Naaman’s wife had a young servant girl who had been taken captive from the country of Israel. The obedient child recommended that her master seek out the prophet Elisha from her native land. She was confident Elisha would be able to call on God to heal Naaman’s condition.
Naaman was desperate. He obtained all of the necessary documents and prepared a large amount of silver, gold, and fine clothing to present to the prophet for his services. He made the journey with his chariot and horses. When Naaman stood at the door of the prophet—Elisha sent a messenger who proceeded to pass on Elisha’s instructions for Naaman to submerge himself seven times in the Jordan River. The Jordan was known for its disgusting, dirty water.
None of Naaman’s gifts were accepted and the prophet Elisha never even greeted Naaman personally. Naaman was indignant. He went away mad. He was about to return to his own country—but his servants encouraged him to do as he was told. This was not easy for Naaman. He thought he should be able to wash in some of the clear rivers in Syria instead of the dirty, smelly Jordan River. The thought of lowering himself into that body of water required a great amount of humility for Naaman.

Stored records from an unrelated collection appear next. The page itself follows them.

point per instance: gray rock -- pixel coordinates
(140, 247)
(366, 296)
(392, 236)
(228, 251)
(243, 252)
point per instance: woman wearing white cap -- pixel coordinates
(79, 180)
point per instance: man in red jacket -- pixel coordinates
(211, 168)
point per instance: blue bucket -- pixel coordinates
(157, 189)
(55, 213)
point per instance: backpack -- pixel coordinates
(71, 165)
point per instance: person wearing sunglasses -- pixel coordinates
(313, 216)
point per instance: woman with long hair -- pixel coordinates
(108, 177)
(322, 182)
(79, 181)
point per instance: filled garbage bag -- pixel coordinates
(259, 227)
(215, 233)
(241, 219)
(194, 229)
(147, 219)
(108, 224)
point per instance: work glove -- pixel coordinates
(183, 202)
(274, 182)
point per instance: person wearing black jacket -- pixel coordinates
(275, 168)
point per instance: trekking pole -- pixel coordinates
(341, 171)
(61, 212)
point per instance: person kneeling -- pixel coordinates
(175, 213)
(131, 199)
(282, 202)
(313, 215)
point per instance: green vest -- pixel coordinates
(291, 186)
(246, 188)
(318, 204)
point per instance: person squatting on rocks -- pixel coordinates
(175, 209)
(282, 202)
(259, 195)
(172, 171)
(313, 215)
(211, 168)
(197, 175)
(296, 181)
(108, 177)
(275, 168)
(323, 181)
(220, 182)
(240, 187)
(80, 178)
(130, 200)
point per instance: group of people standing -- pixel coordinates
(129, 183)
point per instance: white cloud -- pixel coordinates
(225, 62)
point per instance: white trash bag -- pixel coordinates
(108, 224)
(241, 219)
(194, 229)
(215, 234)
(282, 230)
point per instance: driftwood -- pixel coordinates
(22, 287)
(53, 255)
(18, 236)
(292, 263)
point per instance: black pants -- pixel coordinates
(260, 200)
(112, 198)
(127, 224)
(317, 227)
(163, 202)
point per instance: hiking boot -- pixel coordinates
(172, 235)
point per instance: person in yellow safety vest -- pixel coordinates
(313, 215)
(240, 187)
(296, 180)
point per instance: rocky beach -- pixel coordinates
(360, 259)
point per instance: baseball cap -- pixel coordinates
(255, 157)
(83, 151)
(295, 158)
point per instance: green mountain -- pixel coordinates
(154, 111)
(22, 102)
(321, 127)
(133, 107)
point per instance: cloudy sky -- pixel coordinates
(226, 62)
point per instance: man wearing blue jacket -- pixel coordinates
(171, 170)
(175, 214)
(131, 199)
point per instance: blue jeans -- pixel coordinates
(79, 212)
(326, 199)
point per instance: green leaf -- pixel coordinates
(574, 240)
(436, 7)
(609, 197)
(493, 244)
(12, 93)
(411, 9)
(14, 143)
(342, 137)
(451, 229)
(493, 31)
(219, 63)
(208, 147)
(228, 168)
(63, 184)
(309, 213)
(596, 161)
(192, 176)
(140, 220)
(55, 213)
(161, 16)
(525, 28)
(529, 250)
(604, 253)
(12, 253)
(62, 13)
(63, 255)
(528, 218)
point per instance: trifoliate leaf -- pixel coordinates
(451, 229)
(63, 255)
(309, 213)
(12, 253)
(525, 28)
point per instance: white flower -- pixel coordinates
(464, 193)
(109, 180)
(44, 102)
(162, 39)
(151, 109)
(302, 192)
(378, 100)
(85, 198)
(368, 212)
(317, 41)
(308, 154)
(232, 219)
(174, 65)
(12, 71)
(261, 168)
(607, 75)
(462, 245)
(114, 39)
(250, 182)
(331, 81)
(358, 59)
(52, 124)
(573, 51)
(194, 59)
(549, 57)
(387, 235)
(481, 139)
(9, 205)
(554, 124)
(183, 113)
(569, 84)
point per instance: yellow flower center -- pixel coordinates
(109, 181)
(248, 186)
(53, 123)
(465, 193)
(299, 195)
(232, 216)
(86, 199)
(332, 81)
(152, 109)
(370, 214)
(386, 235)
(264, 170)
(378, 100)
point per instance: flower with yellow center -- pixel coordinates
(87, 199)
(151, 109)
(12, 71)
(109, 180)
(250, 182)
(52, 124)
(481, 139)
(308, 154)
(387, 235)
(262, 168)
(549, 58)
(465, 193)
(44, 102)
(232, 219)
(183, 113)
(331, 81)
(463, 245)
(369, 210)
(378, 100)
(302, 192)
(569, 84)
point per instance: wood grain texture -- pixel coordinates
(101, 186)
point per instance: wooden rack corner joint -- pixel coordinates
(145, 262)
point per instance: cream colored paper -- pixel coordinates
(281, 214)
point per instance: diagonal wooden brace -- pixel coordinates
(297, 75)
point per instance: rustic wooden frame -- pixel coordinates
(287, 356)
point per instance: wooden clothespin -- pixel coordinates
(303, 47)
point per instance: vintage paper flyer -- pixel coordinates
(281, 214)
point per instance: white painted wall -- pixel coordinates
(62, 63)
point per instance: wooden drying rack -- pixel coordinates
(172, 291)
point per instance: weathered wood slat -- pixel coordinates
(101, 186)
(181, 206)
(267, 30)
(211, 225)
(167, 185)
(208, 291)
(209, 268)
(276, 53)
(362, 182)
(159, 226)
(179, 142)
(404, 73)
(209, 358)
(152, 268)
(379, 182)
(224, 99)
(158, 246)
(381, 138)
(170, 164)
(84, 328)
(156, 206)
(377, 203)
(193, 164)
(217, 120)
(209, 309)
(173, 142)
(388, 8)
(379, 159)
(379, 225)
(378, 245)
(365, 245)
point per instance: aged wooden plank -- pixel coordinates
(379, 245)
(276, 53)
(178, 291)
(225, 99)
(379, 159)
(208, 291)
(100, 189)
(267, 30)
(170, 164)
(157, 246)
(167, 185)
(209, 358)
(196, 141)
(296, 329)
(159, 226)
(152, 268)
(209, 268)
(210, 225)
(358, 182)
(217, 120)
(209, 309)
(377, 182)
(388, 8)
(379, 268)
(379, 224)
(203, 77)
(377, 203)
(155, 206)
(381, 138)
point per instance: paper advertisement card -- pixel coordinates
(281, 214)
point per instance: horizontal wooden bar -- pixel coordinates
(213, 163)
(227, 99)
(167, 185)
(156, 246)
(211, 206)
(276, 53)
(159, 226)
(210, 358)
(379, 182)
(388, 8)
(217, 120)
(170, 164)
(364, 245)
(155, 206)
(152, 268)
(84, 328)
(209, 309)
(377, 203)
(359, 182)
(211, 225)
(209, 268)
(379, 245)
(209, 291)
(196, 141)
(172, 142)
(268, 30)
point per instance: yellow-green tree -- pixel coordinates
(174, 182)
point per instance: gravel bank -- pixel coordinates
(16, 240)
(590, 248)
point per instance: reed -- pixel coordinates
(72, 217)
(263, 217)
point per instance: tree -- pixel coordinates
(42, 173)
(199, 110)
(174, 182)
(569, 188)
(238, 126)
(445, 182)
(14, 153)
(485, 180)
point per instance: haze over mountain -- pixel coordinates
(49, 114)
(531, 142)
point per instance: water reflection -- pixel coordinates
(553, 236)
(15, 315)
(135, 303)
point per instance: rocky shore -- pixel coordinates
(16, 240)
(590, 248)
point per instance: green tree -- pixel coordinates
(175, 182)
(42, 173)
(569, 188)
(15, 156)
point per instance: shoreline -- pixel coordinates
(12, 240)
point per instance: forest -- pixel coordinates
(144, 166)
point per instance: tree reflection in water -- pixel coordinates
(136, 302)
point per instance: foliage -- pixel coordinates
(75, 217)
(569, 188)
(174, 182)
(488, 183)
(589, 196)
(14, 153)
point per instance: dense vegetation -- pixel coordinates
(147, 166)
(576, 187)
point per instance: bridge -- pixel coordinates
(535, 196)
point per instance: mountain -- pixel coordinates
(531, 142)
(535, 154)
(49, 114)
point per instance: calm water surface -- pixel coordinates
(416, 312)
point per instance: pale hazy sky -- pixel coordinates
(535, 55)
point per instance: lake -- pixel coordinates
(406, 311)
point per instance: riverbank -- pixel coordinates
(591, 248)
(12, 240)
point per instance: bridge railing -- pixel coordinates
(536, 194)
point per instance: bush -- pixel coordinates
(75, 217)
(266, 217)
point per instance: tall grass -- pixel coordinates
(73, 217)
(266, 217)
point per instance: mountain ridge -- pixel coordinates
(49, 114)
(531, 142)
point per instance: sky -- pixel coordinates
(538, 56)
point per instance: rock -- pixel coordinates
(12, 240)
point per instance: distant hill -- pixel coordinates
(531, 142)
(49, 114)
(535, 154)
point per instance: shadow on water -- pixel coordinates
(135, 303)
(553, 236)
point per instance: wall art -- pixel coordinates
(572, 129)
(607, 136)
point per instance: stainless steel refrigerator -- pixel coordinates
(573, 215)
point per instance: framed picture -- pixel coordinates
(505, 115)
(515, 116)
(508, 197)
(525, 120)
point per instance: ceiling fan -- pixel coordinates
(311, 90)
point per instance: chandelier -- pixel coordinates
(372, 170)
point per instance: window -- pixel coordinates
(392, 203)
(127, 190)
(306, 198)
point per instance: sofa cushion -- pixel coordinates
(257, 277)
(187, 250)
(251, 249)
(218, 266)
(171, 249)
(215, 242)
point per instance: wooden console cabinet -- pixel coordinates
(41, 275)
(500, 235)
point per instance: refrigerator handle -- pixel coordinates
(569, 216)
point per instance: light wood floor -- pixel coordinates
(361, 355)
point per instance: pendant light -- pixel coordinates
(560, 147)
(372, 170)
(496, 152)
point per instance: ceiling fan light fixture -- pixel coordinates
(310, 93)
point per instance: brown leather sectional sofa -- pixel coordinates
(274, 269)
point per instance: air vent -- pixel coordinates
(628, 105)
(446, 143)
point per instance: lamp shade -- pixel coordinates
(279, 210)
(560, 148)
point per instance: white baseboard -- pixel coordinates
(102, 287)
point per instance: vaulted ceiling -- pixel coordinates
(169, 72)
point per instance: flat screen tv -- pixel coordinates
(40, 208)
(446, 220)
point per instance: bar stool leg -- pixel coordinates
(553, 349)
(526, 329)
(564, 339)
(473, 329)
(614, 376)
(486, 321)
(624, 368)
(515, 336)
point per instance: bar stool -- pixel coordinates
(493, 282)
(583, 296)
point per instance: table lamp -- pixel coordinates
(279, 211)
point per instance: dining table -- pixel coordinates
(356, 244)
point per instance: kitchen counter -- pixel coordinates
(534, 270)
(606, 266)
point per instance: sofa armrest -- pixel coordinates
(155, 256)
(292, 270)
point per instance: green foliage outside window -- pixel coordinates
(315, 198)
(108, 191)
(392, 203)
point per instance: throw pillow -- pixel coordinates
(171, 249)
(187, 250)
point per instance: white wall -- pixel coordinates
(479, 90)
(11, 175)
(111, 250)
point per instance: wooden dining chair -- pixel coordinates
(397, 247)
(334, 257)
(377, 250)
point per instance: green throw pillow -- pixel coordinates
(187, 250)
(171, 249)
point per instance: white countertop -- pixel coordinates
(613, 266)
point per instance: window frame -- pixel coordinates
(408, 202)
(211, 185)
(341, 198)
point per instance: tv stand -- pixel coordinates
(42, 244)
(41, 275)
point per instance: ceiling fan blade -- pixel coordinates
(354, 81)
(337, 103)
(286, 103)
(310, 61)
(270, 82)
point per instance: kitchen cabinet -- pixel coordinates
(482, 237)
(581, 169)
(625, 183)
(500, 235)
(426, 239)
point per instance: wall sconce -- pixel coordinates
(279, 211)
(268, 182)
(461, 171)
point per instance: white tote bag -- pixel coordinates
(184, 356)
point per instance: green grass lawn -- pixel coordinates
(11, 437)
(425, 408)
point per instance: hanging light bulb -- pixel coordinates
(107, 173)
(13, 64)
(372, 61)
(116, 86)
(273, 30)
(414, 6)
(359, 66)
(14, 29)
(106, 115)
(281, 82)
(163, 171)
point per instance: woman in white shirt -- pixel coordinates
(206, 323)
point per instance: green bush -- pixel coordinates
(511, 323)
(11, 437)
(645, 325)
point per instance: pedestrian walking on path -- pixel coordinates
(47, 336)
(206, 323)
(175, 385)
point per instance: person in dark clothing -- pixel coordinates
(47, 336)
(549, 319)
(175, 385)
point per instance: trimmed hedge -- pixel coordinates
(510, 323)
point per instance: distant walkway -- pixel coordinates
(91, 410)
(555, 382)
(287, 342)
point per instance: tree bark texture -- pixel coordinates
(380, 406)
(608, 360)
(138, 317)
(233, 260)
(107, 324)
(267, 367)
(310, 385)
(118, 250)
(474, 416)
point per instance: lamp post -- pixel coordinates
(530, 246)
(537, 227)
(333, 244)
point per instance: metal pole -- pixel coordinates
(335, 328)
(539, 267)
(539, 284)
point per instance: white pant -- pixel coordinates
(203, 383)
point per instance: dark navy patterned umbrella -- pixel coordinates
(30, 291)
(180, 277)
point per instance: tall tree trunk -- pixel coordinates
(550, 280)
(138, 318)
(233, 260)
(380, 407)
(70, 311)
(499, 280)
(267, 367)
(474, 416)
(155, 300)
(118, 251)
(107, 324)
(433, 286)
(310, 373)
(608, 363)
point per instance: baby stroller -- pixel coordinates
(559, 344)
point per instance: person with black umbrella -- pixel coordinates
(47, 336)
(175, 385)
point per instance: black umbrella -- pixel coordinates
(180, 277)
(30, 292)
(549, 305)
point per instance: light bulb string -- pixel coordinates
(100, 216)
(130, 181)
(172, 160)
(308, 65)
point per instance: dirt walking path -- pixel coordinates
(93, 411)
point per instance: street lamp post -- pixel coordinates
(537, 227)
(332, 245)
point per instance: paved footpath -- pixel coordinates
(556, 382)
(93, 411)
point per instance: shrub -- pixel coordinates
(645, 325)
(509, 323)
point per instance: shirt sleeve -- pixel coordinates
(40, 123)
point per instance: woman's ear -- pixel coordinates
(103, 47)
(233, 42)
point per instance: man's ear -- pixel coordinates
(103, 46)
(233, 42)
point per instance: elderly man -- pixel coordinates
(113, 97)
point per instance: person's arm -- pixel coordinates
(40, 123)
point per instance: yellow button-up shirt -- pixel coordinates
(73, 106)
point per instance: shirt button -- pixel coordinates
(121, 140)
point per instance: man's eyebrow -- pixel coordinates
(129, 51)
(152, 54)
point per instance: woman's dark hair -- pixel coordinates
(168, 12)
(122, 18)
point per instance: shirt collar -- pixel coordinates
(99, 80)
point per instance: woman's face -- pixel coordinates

God was working to show Naaman that money and power couldn’t heal him. If Naaman wanted to be set free—he was going to have to lay down his pride and trust God through the word of the prophet Elisha.
When Naaman came up out of the water after the first dip—nothing had changed. He continued to plunge under the water five more times with no results. But, after the seventh time, his skin was like that of a little child. He was healed and whole. Naaman went back to Elisha and said, “Indeed, now I know that there is no God in all the earth, except in Israel; now therefore, please take a gift from your servant.” But Elisha said, “As the Lord lives, before whom I stand, I will receive nothing.” And Elisha told Naaman to go in peace.
God used Naaman’s infirmity to not only reveal his healing power-but to teach Naaman the importance of a humble heart.
It’s really hard to have to do things that are humiliating. It’s not easy to admit we’ve been wrong or have a weakness…but that admission is often the key that unlocks the door to freedom…just like admitting we are powerless is pivotal to progress in recovery.
Declaration: I will find new strength by recognizing my need to be humble. I will stop trying to hide behind the mask of pride. I will be honest about my shortcomings and let God be made strong in my weakness.